Rob Toyer is challenging incumbent Sid Logan for the Snohomish County PUD commissioner seat.
Logan was appointed from a pool of 25 applicants in 2017, and then was elected in 2018 to fill two years of an unexpired term, which ends this year. This race is for a full term of six years.
Toyer, 39, of Marysville, cites “fiscal responsibility” as a challenger. He’s a financial adviser who ran last year for Snohomish County treasurer. He’s served eight years on the Marysville City Council. His community service has been as a member of several chambers of commerce and Kiwanis organizations.
He said he ran for the City Council because he’s always been concerned about the way government and municipalities handle their finances. He said he’s developed a reputation for being fiscally conservative and always promoting government transparency. He said he plans to do the same as a PUD commissioner.
Logan, 57, of Arlington, is president of the PUD commission. He’s a delegate to the American Public Power Association, a member of APPA Policy Makers’ Council and a director for Energy Northwest. He’s retired as executive director of operations in the Arlington School District. His community service includes leadership roles in PTAs and Arlington-Smokey Point Chamber of Commerce plus committees to support ballot measures for hospital, schools, fire and library.

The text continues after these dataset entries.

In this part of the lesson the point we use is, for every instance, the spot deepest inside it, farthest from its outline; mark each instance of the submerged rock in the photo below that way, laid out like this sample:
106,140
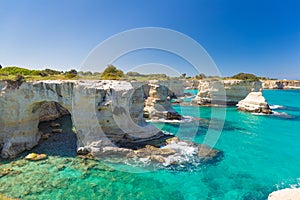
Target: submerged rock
35,157
255,103
55,124
288,194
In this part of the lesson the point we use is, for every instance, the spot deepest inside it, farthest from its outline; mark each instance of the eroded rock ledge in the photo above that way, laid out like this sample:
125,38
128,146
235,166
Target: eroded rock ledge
107,115
158,104
224,92
255,103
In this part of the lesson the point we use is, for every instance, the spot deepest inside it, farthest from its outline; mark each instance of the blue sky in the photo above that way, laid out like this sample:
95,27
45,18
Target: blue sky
261,37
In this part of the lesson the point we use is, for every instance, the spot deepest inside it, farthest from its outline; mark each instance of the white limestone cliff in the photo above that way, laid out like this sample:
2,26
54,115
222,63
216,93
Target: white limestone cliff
103,112
107,116
281,84
224,92
158,104
51,110
255,103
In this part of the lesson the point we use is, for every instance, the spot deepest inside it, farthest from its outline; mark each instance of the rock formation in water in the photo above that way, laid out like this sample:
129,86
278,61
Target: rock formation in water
224,92
107,115
158,104
255,103
288,193
281,84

Logan is running to continue his work at PUD. His first priority is safe, reliable electricity and water at the lowest cost possible. Second is to support families and small businesses suffering financial hardship from the Covid pandemic. Third is to protect the environment.
He said the commissioners carefully weigh the cost of services, make wise investments, and manage debt and reserves. He works at prudent spending, careful management of financial reserves and risk mitigation.
Logan advocates for programs to help people keep critical services, especially in these hard times. The PUD recently suspended disconnects and late fees and is helping customers on payment plans and financial assistance to keep water and power on.
Toyer sees fiscal responsibility as the single biggest issue of this position. He believes government should be run like a business.
He notices how taxpayer dollars are spent and said he’s committed to never spending money on projects or expenditures that he doesn't believe in, or that don't benefit the organization as a whole.
Toyer said he has a proven track record of handling tough issues and helping to ensure that government maintains transparency and is a good steward of taxpayer funds.
He said as a PUD commissioner, he would have an open door policy where citizens can voice concerns on any issue with the PUD. He is concerned about the high cost of smart meters, but didn’t respond to calls for elaboration on his written statements.
Logan said smart meters are costly but pay off. They instantaneously send information to the PUD, like whose power is off or what area is out. No one has to go to the location to activate or to read a meter. The meters tell people when they can save money by using off-peak power.
Logan is running on his record during more than three years at PUD.
“We've kept electric rates flat for three years, and I don’t anticipate a rate increase next year,” he said. “I work hard to understand the needs of our ratepayers and the challenges to make sure we get the most out of our utility."
He’s also exploring broadband expansion for PUD customers.
“We’re in the process of evaluating the role we might be able to play bringing broadband internet to the unserved and underserved areas in Stanwood and Camano Island. I’ve been pushing for this for about a year and a half. There’s no promises, but we’re going to give it our best shot to see if there’s a role for us,” he said. “If we got into internet, the rates would have to cover the costs. Just like with electric rates — what you pay has to cover the cost of electricity. Each line of business (internet, electricity, water) has to cover its own cost.”